Boonstra, Philip S., Barbaro, Ryan P., Sen, Ananda
Computational statistics & data analysis 2019 v.133 pp. 245-256
Bayesian theory, data collection, regression analysis
In logistic regression, separation occurs when a linear combination of predictors perfectly discriminates the binary outcome. Because finite-valued maximum likelihood parameter estimates do not exist under separation, Bayesian regressions with informative shrinkage of the regression coefficients offer a suitable alternative. Classical studies of separation imply that efficiency in estimating regression coefficients may also depend upon the choice of intercept prior, yet relatively little focus has been given on whether and how to shrink the intercept parameter.Alternative prior distributions for the intercept are proposed that downweight implausibly extreme regions of the parameter space, rendering regression estimates that are less sensitive to separation.
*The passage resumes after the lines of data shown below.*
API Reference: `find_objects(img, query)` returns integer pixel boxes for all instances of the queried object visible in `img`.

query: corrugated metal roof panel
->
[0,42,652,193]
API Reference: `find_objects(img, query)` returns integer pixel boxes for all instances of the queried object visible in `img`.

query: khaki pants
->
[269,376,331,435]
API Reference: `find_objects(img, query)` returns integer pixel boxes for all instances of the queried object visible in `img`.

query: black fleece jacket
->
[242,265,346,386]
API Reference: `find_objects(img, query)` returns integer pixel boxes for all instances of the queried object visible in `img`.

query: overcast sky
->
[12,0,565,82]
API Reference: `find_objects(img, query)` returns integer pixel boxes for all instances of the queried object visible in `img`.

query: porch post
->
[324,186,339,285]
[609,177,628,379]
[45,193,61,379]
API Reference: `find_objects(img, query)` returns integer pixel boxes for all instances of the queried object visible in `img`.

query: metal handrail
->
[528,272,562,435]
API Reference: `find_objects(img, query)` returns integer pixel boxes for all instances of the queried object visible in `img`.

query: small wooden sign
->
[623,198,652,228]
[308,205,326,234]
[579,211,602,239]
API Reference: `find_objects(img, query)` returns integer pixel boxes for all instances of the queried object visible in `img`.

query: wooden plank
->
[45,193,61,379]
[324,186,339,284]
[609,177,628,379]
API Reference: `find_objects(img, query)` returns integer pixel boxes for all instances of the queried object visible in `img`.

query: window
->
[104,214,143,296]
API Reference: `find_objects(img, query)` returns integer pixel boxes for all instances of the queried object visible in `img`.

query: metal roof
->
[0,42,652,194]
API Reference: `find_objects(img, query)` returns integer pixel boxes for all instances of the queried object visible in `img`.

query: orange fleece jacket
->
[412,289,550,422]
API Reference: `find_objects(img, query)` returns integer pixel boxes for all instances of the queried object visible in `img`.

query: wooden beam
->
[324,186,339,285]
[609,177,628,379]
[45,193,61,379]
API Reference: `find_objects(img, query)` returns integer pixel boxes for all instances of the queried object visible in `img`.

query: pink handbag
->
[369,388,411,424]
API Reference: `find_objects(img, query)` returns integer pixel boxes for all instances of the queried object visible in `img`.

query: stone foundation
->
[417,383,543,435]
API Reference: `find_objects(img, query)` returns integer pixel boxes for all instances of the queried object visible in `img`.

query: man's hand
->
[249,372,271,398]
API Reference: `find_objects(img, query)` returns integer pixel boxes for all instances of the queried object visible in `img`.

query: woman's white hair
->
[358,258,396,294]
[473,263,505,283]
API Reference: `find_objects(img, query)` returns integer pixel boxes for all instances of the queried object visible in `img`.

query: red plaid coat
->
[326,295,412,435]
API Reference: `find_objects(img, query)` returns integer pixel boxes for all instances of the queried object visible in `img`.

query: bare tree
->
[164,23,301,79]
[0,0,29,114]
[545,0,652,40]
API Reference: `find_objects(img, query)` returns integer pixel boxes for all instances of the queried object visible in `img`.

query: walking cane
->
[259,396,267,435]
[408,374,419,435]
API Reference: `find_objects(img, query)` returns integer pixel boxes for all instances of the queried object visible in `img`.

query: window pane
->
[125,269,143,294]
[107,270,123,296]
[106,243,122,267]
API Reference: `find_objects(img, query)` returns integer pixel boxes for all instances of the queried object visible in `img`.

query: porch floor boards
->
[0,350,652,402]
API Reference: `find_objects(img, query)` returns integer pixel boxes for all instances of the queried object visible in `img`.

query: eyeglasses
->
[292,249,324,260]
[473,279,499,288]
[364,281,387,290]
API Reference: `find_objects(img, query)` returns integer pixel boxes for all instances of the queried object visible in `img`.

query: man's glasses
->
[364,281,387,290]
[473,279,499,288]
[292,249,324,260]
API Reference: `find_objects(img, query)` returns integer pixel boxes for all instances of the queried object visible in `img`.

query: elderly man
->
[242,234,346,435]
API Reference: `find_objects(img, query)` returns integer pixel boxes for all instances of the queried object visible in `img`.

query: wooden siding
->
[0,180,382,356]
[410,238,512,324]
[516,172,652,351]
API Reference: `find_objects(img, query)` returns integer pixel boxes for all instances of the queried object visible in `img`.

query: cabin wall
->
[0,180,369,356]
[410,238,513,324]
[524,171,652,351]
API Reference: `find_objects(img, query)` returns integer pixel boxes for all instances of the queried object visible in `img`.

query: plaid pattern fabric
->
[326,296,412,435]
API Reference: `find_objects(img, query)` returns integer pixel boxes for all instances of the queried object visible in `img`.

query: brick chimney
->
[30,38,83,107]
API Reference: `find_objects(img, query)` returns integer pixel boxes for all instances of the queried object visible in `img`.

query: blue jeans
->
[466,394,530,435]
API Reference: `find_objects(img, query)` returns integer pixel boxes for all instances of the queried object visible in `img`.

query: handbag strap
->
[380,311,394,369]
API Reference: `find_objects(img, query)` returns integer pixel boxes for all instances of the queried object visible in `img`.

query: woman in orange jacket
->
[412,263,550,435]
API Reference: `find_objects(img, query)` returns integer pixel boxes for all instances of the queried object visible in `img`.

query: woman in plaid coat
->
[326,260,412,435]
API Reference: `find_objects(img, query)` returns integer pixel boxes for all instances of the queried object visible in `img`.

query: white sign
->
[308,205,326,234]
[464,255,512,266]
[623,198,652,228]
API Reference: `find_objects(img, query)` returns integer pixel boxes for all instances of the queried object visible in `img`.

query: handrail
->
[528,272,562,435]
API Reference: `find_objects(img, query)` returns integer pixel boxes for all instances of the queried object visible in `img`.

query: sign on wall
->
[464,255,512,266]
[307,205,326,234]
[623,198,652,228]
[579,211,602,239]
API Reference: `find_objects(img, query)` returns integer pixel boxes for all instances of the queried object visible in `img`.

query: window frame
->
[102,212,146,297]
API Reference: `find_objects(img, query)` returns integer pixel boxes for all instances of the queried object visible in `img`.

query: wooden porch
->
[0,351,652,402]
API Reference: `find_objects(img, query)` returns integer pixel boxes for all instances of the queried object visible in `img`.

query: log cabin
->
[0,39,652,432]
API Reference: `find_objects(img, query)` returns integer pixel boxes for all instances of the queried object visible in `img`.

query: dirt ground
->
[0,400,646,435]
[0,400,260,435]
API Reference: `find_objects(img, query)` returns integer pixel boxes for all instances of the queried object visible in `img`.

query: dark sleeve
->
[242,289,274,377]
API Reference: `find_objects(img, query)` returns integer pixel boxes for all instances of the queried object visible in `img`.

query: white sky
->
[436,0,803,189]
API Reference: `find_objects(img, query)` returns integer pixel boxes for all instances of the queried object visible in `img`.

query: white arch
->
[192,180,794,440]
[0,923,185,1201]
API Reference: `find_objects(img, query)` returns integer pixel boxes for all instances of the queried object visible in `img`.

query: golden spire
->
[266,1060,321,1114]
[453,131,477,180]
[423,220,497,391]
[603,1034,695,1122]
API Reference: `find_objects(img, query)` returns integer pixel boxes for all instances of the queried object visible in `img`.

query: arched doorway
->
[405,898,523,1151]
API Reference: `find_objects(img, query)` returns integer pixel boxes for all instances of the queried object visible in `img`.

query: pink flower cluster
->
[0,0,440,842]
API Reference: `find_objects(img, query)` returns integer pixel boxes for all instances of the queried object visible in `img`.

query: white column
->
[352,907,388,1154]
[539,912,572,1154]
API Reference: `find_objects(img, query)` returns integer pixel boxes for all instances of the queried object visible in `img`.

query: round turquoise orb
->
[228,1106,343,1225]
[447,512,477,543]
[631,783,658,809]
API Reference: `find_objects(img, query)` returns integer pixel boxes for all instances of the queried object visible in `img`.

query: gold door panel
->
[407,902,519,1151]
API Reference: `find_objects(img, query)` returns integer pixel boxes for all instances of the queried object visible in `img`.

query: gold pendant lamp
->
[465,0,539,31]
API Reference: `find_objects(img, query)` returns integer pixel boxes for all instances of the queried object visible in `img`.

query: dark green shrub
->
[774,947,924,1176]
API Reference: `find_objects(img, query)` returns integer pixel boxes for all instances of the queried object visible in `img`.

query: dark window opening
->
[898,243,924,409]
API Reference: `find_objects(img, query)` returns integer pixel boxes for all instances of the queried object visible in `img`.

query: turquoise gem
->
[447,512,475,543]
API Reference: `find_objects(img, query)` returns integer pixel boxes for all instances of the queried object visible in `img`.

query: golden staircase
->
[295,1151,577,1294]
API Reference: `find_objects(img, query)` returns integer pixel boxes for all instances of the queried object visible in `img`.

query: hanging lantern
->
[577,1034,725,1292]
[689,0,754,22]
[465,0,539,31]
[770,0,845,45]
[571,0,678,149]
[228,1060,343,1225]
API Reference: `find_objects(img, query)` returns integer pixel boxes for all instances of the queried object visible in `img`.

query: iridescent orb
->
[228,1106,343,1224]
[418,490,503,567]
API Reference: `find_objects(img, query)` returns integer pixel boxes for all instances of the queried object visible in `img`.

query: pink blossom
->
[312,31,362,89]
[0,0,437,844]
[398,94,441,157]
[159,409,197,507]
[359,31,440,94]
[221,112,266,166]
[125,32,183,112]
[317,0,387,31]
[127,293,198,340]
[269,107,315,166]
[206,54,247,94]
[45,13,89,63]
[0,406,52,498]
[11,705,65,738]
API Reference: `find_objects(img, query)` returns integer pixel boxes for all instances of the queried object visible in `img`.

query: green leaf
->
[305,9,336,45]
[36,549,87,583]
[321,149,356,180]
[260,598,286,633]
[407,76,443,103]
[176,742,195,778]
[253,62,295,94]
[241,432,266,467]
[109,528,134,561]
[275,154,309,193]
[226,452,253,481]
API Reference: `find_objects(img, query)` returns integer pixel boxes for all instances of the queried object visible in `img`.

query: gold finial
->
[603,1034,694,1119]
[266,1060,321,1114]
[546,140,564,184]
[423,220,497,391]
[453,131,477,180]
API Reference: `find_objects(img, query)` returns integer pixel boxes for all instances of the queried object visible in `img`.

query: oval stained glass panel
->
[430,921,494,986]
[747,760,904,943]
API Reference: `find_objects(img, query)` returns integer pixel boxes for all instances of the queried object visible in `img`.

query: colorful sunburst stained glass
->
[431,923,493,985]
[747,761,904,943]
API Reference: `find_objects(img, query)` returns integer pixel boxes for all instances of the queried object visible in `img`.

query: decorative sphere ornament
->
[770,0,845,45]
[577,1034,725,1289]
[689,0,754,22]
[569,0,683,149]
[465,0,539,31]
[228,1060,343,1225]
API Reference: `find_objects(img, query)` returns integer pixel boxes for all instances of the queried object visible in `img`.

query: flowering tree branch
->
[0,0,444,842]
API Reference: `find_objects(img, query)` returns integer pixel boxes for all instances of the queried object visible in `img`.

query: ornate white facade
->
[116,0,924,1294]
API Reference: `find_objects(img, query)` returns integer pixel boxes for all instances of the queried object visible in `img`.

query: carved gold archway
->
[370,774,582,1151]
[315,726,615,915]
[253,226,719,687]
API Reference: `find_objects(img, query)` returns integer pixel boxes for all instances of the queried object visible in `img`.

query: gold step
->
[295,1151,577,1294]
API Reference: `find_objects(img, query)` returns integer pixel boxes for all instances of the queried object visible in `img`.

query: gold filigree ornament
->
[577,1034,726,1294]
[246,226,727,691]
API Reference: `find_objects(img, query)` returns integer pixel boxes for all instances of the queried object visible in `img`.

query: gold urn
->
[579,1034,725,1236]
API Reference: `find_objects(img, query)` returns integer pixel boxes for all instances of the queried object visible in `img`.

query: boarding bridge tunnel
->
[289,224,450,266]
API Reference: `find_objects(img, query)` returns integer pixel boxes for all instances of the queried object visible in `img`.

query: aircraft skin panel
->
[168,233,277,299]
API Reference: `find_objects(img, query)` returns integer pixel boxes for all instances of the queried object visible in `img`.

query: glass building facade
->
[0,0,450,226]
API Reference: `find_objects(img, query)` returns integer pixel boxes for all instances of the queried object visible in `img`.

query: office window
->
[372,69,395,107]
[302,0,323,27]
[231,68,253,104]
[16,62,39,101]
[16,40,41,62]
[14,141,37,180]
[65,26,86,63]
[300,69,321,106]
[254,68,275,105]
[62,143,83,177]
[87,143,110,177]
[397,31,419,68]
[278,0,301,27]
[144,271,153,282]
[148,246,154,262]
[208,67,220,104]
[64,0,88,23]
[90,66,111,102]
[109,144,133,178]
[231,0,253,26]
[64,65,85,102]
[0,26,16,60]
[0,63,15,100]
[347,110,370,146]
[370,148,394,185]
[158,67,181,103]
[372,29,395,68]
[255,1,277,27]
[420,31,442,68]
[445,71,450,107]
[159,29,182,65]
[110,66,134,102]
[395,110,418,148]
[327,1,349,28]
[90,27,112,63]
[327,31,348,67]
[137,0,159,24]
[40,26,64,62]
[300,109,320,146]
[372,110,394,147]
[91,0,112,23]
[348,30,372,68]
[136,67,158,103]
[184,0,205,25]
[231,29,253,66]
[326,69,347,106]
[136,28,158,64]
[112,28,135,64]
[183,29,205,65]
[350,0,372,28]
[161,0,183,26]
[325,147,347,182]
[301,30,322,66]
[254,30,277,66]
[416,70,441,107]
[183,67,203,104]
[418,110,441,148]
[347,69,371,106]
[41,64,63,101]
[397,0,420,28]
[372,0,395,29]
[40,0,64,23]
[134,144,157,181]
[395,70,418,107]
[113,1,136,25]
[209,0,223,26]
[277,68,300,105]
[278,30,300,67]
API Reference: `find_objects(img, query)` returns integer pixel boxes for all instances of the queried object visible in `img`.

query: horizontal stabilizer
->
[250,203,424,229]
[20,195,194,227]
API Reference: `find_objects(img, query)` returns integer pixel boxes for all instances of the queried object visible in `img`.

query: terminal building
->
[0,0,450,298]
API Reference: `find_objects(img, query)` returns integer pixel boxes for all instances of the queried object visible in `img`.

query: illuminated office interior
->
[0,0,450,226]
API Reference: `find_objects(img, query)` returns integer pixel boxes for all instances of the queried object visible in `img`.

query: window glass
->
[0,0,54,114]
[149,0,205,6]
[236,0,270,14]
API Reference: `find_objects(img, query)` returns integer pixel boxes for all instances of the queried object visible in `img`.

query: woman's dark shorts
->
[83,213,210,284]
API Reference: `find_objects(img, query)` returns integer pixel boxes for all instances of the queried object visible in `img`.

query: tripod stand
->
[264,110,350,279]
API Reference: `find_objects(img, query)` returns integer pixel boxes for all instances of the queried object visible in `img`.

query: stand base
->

Through simulation and the analysis of exemplar datasets, differences across priors stratified by established statistics measuring the degree of separation are quantified. Relative to diffuse priors, these proposed priors generally yield more efficient estimation of the regression coefficients themselves when the data are nearly separated. They are equally efficient in non-separated datasets, making them suitable for default use. Modest differences were observed with respect to out-of-sample discrimination.These numerical studies also highlight the interplay between priors for the intercept and the regression coefficients:findings are more sensitive to the choice of intercept prior when using a weakly informative prior on the regression coefficients than an informative shrinkage prior.